Hockey's Historic Highlights

Glen R. Goodhand

Goaltender's Idiosyncrasies

Posted April 17, 2016

Viewed 4214 times

Jacques Plante once said about goalkeeping: “How would you like it in your job if you made a little goof, a red light came on behind you and 17,000 people yelled, ‘Get that stupid bum out of there!’?”

  Gump Worsley put it this way: “Being a goalie is not a job that would interest any normal, straight-thinking human!”

   Johnny Bower, the ageless wonder, added: “Sometimes after facing Bobby Hull’s slapshots I wonder if I have all my brains!”

   Many in the world of hockey, as well as those who have played that position, have long maintained that to be a net guardian requires a unique kind of personality. The pressure of being the last line of defense on his team often prompts him to be a loner, and, at times, nervous and testy.

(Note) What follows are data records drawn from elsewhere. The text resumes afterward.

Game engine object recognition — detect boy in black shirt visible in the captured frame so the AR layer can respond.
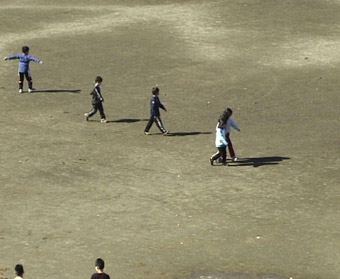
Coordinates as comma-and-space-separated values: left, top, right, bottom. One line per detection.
144, 86, 169, 135
85, 76, 107, 123
91, 258, 110, 279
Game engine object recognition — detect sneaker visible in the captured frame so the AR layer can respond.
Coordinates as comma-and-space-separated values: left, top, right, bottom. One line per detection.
231, 156, 238, 162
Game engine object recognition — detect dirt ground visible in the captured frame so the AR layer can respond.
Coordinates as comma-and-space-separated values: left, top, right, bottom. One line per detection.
0, 0, 340, 279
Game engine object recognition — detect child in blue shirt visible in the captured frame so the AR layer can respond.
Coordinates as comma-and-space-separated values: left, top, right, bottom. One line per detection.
4, 46, 43, 93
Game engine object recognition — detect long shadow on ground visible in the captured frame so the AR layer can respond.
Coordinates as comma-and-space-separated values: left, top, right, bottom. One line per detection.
107, 118, 149, 123
30, 89, 81, 94
228, 156, 290, 168
167, 132, 211, 137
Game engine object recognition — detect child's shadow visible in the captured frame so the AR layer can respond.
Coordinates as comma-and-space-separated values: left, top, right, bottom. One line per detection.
167, 132, 211, 137
228, 156, 290, 168
30, 89, 81, 94
107, 118, 149, 123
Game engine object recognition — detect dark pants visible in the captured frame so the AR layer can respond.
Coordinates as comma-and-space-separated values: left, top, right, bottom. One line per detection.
211, 146, 227, 164
19, 71, 33, 89
144, 115, 166, 134
89, 103, 106, 119
226, 133, 235, 158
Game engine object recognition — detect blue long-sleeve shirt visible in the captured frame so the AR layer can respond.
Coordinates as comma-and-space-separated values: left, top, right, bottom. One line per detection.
150, 95, 166, 116
8, 53, 40, 73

  It is generally agreed that backstops fall into two main categories—those who rely on technique, and those who rely on reflexes. But into that mix enter individual approaches to the ice game—idiosyncrasies, if you like. It may involve subtle superstitions, reflections of nervousness, or just plain style of play.

  Georges Vezina, after whom the modern-day NHL goalie trophy is named, played the position in his snow boots for a number of years. In fact, he didn’t learn to skate until he was 18.  

  Old timers recall him as almost “statuesque in his immobility”, the epitome of the stand-up netminder. It is said that his stick was as quick as lightening—that he would snag the disc on the blade or the shaft and fling it to the corners. At other times he would drop the puck to his feet, then stickhandle within the confines of his crease until a mate skated in to collect it. He also baited his opponents, by standing on one side of the cage with his stick stretched across the gap, inviting them to fire into the opening. But, quick as a flash he would slide across and deny them a goal. Strangely enough, when action shifted away from him, he would tuck both hands under his chin and lean on his stick—the favourite habit of another highly-regarded cage cop who would don the Bleu, Blanc, et Rouge some 50 years later.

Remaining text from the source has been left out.